# Asus strix raid pro not detecting as intended



## Crazy zookeepster (Aug 1, 2019)

Hi all

I'm currently having an issue with my asus strix raid pro, where it is detected in device manager as an asmedia usb extensible host device, instead of as a sound card under sound and other devices. When trying to install the software it says "Asus strix sound card cannot be detected", due to the stupid thing thinking its a usb hub of some sort

Things I've tried:
- Fresh windows
- Clear Cmos
- What seems to be all the forums currently available on this topic
- Older driver versions
- Cant flash card because it doesn't detect as sound card
- Running with BIOS default (No oc, still currently running no oc)

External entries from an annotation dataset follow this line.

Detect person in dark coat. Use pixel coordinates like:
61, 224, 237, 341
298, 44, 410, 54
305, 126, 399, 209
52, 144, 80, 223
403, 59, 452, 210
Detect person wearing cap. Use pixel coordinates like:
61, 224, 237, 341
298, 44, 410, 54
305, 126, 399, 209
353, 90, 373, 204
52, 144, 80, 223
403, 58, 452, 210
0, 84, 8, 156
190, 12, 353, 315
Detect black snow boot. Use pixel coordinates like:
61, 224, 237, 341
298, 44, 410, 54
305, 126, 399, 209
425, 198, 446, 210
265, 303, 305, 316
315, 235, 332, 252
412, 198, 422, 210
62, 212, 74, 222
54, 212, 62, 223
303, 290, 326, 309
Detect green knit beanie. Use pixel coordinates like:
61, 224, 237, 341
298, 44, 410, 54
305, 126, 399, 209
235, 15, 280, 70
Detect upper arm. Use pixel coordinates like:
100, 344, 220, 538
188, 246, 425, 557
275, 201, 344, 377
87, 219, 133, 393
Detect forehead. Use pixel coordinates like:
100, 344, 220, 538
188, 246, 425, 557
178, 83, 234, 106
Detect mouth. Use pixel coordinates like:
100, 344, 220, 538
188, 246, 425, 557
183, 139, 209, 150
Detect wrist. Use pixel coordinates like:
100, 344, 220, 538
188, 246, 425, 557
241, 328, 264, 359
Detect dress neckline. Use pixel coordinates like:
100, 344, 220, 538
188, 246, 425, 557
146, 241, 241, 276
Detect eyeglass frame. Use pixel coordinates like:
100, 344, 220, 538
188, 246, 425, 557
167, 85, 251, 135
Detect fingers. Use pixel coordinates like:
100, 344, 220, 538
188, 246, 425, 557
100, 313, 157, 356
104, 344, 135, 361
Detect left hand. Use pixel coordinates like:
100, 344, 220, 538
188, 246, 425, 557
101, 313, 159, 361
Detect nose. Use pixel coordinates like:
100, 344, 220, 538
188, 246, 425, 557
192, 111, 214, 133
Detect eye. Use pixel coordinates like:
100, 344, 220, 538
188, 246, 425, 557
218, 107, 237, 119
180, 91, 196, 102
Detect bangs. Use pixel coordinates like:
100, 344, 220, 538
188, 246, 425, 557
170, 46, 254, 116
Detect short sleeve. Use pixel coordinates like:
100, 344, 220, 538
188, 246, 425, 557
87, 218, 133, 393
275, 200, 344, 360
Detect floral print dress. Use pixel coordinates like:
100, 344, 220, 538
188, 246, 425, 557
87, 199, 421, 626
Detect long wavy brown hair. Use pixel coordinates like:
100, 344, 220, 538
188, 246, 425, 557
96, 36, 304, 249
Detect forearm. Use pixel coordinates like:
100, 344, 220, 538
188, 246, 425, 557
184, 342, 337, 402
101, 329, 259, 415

My pc specs are still up to date on TPU for you to see for troubleshooting.

Some have said try switching from pci gen3 to gen 2, but i only have gen 2, so that is sadly not an option


----------



## newtekie1 (Aug 1, 2019)

I wonder if the sound card part has gone bad and now the computer is only detecting the USB chip on the card?


----------



## Crazy zookeepster (Aug 1, 2019)

I wouldn't rule that out and say its impossible, but highly doubt it. It does work on another pc however.

My last attempt it to try to flash it to newer firmware on another pc, but i dont know if that will help, as the flashing is more for the breakout box than anything else

I'm giving it a week to try and solve, if that doesn't work, i'll return it to the owner and ask for my money back.


----------



## Deleted member 67555 (Aug 1, 2019)

Have you manually deleted the driver's from within device manager?
Then install the drivers from whatever software.


----------



## Crazy zookeepster (Aug 1, 2019)

Hi jmcslob

Yes I have, and upon reboot, it just recognises as usb again.

I feel the issue is that the .inf file used when the pc detects the card is one for usb and not one for a sound card.

I however am not knowledgeable enough to know how to tell the pc is should be installing a different .inf file


----------